A prisão de Sancho Loko, policial militar e influenciador digital, colocou em evidência uma investigação do Ministério Público do Paraná sobre supostos crimes cometidos por agentes de segurança em Curitiba. A ação foi realizada pelo Grupo de Atuação Especial de Combate ao Crime Organizado (Gaeco) e teve como alvo três policiais militares suspeitos de práticas ilegais durante abordagens.
Conhecido nas redes sociais por publicar vídeos de operações policiais e bastidores da rotina na corporação, Sancho Loko — nome usado por Marcionilio Sancho Cambuhy Junior — ganhou notoriedade digital nos últimos anos.
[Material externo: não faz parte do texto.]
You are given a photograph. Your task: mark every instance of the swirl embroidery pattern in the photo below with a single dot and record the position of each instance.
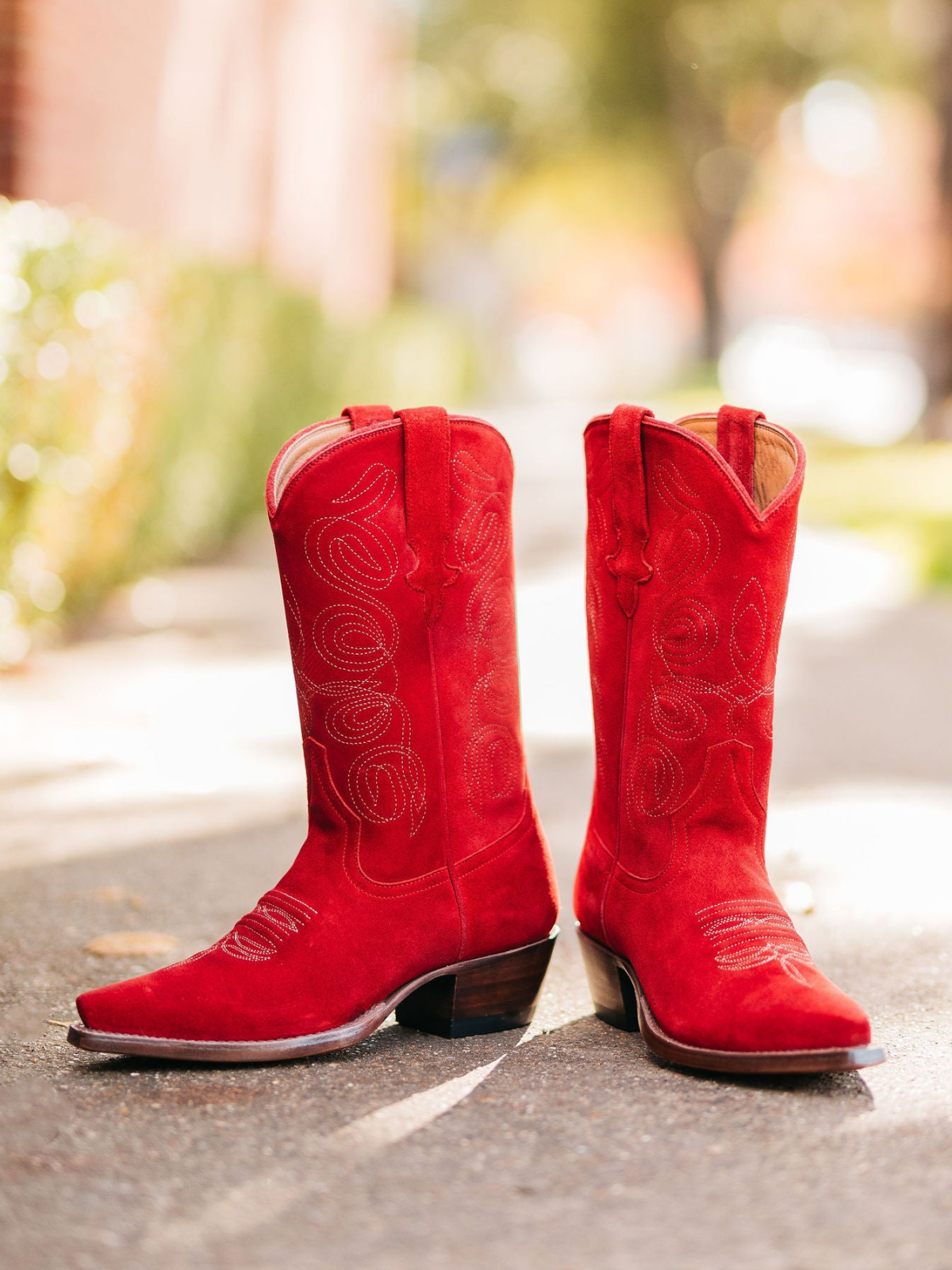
(493, 761)
(685, 633)
(748, 933)
(357, 641)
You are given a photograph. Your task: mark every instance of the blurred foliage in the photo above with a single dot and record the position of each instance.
(691, 90)
(900, 495)
(141, 403)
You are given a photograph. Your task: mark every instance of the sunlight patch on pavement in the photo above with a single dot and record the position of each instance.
(869, 851)
(841, 583)
(263, 1199)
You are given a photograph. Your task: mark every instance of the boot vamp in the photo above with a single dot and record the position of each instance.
(286, 969)
(731, 972)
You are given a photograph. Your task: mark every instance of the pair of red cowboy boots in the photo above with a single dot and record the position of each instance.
(424, 884)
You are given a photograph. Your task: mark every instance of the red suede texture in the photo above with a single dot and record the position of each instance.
(673, 872)
(423, 846)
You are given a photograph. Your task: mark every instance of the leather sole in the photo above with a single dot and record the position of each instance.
(467, 999)
(621, 1001)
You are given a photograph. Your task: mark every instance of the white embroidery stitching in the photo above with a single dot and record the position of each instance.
(359, 638)
(749, 933)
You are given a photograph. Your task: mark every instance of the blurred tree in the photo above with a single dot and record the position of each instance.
(696, 87)
(702, 86)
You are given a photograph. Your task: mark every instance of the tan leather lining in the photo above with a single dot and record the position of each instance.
(302, 450)
(774, 457)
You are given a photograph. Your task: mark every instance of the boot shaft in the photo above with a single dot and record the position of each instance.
(393, 543)
(689, 544)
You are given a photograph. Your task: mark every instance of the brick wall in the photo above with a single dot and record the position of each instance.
(239, 129)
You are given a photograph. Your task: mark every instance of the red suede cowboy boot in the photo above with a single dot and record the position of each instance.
(689, 543)
(424, 884)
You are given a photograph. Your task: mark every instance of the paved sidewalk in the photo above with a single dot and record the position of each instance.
(565, 1147)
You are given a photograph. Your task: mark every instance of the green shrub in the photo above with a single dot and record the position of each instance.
(899, 495)
(141, 402)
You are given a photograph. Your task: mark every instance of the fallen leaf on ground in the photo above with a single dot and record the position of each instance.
(132, 944)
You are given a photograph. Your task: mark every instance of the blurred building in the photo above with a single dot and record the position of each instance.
(247, 130)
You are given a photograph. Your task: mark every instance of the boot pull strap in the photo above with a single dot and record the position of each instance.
(735, 441)
(427, 492)
(628, 503)
(363, 416)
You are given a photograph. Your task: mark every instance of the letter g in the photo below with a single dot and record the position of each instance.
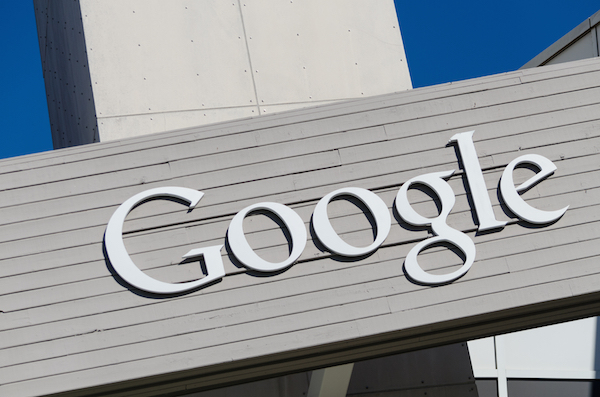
(124, 266)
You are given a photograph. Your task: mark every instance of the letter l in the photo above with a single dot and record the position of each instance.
(481, 199)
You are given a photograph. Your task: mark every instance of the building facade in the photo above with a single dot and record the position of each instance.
(308, 274)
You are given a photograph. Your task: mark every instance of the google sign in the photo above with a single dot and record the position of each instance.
(124, 266)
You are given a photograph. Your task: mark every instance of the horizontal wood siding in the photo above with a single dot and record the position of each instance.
(66, 323)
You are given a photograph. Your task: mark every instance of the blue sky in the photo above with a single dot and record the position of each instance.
(444, 41)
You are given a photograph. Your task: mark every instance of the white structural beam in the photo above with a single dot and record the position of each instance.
(330, 382)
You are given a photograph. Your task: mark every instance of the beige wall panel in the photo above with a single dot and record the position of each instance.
(120, 127)
(68, 324)
(144, 65)
(328, 58)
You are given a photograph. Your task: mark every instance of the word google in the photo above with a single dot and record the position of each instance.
(124, 266)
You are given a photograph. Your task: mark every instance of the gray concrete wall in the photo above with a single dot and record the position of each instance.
(155, 65)
(580, 43)
(68, 324)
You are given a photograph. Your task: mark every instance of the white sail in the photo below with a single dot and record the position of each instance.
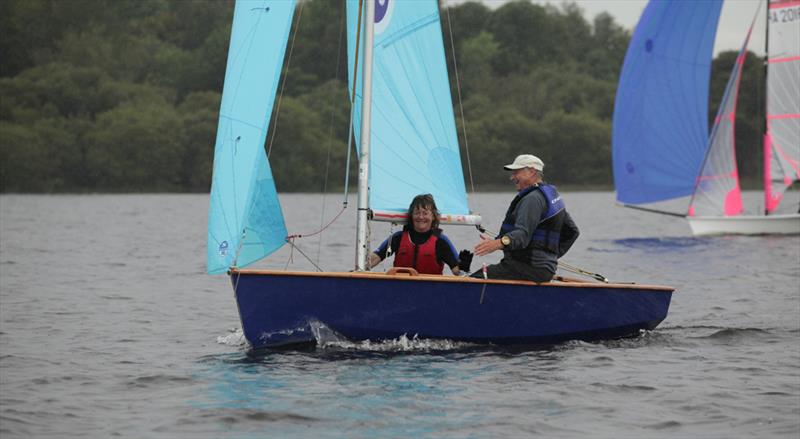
(782, 139)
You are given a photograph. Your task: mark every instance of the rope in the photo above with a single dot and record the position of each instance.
(290, 240)
(578, 270)
(283, 82)
(320, 230)
(460, 102)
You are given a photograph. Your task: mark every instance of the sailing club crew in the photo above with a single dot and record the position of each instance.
(421, 244)
(536, 231)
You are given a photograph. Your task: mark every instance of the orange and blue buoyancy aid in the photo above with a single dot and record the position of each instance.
(421, 257)
(548, 231)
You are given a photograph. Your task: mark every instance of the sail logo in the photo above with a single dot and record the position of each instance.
(383, 15)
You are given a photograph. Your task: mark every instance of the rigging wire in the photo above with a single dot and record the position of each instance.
(283, 82)
(460, 102)
(330, 130)
(352, 104)
(294, 246)
(578, 270)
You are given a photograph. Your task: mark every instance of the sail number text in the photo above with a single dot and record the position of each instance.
(785, 15)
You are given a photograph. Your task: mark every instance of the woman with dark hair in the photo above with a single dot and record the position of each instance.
(421, 244)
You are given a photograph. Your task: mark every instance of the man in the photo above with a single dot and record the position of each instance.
(536, 231)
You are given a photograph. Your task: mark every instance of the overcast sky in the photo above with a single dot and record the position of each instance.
(736, 17)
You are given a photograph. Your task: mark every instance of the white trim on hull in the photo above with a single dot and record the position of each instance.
(745, 225)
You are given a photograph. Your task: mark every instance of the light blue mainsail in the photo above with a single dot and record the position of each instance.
(660, 128)
(414, 146)
(245, 222)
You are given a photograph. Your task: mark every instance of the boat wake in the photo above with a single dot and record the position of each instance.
(329, 340)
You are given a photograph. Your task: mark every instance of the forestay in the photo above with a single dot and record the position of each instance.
(245, 222)
(660, 128)
(414, 147)
(782, 141)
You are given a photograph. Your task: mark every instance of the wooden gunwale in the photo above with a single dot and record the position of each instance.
(570, 283)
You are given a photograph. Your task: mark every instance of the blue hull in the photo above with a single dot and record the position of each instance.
(277, 308)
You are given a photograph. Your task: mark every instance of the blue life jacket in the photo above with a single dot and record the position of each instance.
(548, 231)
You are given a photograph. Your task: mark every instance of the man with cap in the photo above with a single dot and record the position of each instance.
(536, 231)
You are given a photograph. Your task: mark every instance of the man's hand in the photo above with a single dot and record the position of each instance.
(488, 246)
(464, 260)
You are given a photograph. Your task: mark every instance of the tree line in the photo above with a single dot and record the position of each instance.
(105, 96)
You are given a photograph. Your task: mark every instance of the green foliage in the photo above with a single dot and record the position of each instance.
(123, 95)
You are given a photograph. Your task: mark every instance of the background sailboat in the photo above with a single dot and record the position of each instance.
(407, 145)
(660, 152)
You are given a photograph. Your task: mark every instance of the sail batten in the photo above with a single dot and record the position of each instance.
(245, 222)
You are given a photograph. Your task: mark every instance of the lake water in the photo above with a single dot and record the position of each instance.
(109, 327)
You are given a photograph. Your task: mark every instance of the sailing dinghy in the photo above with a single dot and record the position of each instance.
(660, 147)
(407, 145)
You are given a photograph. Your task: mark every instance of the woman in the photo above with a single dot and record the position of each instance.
(421, 244)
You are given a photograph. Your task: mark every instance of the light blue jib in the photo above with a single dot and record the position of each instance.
(660, 129)
(414, 146)
(245, 222)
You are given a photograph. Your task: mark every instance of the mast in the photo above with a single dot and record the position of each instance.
(767, 147)
(362, 240)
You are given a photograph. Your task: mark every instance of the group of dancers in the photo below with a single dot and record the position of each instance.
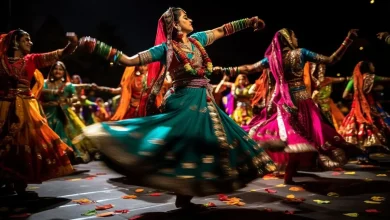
(168, 131)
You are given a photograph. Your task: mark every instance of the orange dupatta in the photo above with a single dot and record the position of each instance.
(126, 82)
(362, 108)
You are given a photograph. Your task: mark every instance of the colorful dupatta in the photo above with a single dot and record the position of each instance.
(362, 108)
(156, 73)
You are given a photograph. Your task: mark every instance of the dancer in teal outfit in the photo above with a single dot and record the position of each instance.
(192, 148)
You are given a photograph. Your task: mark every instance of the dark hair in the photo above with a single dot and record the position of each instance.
(365, 66)
(176, 15)
(64, 77)
(16, 36)
(284, 41)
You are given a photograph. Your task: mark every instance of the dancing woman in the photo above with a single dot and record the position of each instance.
(193, 148)
(292, 116)
(57, 100)
(30, 151)
(321, 87)
(365, 125)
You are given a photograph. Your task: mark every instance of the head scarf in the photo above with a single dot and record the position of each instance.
(6, 40)
(156, 70)
(274, 55)
(66, 75)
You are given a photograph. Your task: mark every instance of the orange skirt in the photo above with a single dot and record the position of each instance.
(29, 148)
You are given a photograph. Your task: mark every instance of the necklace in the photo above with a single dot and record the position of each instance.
(207, 67)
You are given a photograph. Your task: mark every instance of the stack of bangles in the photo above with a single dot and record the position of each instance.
(91, 45)
(235, 26)
(230, 71)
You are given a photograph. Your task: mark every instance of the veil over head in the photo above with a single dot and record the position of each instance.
(274, 55)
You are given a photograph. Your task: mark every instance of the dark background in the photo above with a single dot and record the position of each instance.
(320, 26)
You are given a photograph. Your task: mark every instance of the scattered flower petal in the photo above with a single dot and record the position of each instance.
(210, 204)
(104, 207)
(223, 197)
(129, 197)
(372, 211)
(83, 201)
(296, 189)
(122, 211)
(4, 209)
(139, 190)
(105, 214)
(90, 213)
(378, 198)
(74, 179)
(333, 194)
(367, 166)
(270, 190)
(371, 202)
(135, 217)
(32, 187)
(155, 194)
(22, 215)
(321, 201)
(270, 177)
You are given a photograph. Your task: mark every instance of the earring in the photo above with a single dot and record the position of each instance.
(16, 45)
(179, 33)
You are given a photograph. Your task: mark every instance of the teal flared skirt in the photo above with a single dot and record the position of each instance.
(193, 148)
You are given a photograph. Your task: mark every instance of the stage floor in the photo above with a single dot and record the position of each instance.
(355, 191)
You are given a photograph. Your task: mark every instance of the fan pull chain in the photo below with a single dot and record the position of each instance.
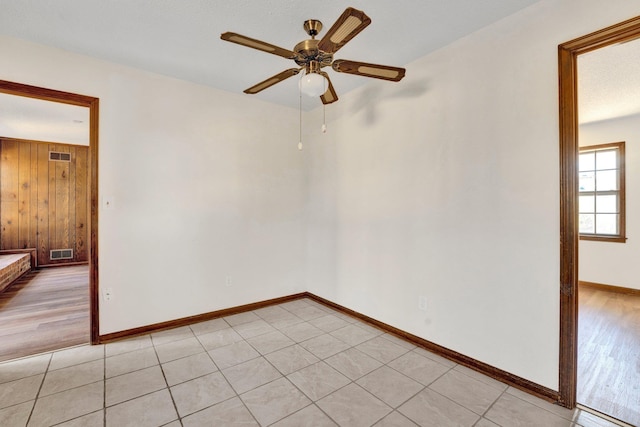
(300, 111)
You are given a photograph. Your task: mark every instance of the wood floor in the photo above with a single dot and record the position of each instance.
(609, 353)
(45, 310)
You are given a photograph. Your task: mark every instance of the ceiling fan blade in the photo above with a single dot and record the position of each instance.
(257, 44)
(272, 80)
(330, 95)
(376, 71)
(348, 25)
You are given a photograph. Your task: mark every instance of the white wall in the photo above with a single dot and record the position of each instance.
(446, 185)
(616, 264)
(205, 184)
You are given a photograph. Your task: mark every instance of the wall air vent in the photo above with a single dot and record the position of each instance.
(58, 156)
(56, 254)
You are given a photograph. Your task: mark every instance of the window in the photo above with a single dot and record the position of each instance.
(601, 192)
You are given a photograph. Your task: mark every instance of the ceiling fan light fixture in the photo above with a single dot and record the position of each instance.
(313, 84)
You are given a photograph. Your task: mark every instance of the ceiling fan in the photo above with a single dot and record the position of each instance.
(312, 55)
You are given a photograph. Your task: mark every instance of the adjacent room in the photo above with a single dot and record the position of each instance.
(273, 258)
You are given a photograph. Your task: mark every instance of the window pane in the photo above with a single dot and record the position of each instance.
(606, 180)
(587, 223)
(607, 204)
(587, 181)
(607, 224)
(606, 159)
(586, 204)
(587, 162)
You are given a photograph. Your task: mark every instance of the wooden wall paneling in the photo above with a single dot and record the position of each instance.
(82, 203)
(33, 232)
(43, 204)
(71, 226)
(9, 195)
(24, 195)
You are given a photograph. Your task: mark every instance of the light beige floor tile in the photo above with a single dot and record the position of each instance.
(353, 363)
(395, 419)
(131, 361)
(251, 374)
(381, 349)
(435, 357)
(467, 391)
(586, 419)
(150, 410)
(398, 341)
(430, 409)
(209, 326)
(291, 359)
(201, 393)
(134, 384)
(254, 329)
(318, 380)
(239, 319)
(485, 423)
(233, 354)
(353, 406)
(274, 401)
(170, 335)
(286, 321)
(390, 386)
(352, 334)
(16, 415)
(309, 416)
(328, 322)
(568, 414)
(188, 368)
(308, 313)
(67, 405)
(125, 346)
(511, 411)
(270, 342)
(177, 349)
(94, 419)
(76, 355)
(22, 368)
(20, 391)
(271, 313)
(302, 331)
(481, 377)
(219, 338)
(73, 376)
(231, 412)
(419, 368)
(324, 346)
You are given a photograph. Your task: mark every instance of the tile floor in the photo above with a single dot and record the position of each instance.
(294, 364)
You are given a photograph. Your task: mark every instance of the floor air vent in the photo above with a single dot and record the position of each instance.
(59, 157)
(56, 254)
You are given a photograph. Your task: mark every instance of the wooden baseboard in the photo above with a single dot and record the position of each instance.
(486, 369)
(31, 251)
(610, 288)
(143, 330)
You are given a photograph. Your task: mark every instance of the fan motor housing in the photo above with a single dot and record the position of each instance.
(307, 51)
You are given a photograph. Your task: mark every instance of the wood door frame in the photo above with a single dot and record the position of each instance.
(568, 78)
(92, 103)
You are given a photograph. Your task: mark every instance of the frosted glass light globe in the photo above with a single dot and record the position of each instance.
(313, 84)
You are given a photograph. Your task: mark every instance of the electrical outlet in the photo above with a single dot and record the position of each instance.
(422, 303)
(107, 294)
No entanto, a atuação como influenciador passou a dividir espaço com acusações graves que agora são alvo de investigação oficial.
De acordo com o Ministério Público, os policiais investigados podem ter cometido crimes como tortura, lesão corporal, fraude processual e falsidade ideológica. As suspeitas indicam que as condutas teriam ocorrido de forma recorrente, o que motivou a deflagração da operação e o cumprimento de mandados judiciais.
Durante as buscas, foram apreendidos materiais considerados relevantes para a apuração dos fatos. Entre os itens recolhidos estão celulares, dispositivos eletrônicos e munições irregulares. Em alguns locais, também foram encontrados entorpecentes e outros objetos que podem contribuir para esclarecer o contexto das investigações.
A operação também identificou o uso de espaços dentro de unidades policiais para armazenamento de materiais sem identificação formal, o que levantou novos questionamentos sobre a conduta dos envolvidos e possíveis falhas de controle interno. O conteúdo apreendido será analisado e pode reforçar ou modificar as linhas de investigação já existentes.
A Polícia Militar do Paraná informou, em nota, que não compactua com práticas ilegais e que abriu procedimento administrativo para apurar os fatos. A corporação afirmou ainda que colabora com as investigações e reforçou o compromisso com a legalidade e a transparência.
A defesa de Sancho Loko, por sua vez, sustenta que o policial é inocente e que os materiais encontrados têm relação com sua atuação profissional, especialmente por ele também atuar como instrutor de tiro. O advogado afirmou que o cliente deve provar a origem dos itens e aguarda os desdobramentos legais do caso.
Além da atuação policial, Sancho Loko também teve passagem pela política. Ele foi candidato a deputado federal nas eleições de 2022, quando recebeu pouco mais de nove mil votos. A visibilidade conquistada nas redes sociais foi um dos fatores que impulsionaram sua candidatura, embora sem sucesso eleitoral.
O caso levanta discussões sobre o uso das redes sociais por agentes de segurança pública e os limites entre exposição digital e atuação profissional. Especialistas apontam que a popularidade online pode influenciar comportamentos e, em alguns casos, contribuir para práticas que fogem dos protocolos institucionais.
Ao mesmo tempo, a operação do Gaeco reforça o papel dos órgãos de controle na fiscalização de condutas dentro das forças de segurança. Investigações desse tipo buscam garantir que abusos sejam identificados e responsabilizados, preservando a confiança da população nas instituições.
As apurações seguem em andamento e devem avançar com a análise detalhada do material apreendido, incluindo celulares, arquivos digitais e outros dispositivos que podem ajudar a reconstituir a dinâmica dos fatos. Além disso, os depoimentos dos envolvidos e de possíveis testemunhas serão fundamentais para esclarecer a extensão das condutas investigadas. A depender das conclusões, o caso pode evoluir para o oferecimento de denúncias formais pelo Ministério Público, com eventual abertura de ações penais e outras medidas judiciais cabíveis nos próximos meses.
Enquanto isso, a prisão de Sancho Loko marca mais um episódio que expõe desafios persistentes na segurança pública, especialmente no que diz respeito à conduta de agentes e aos limites da atuação policial. O caso também reforça a necessidade de mecanismos eficazes de controle, fiscalização e transparência dentro das corporações, além de ampliar o debate sobre responsabilidade institucional e confiança da população nas forças de segurança.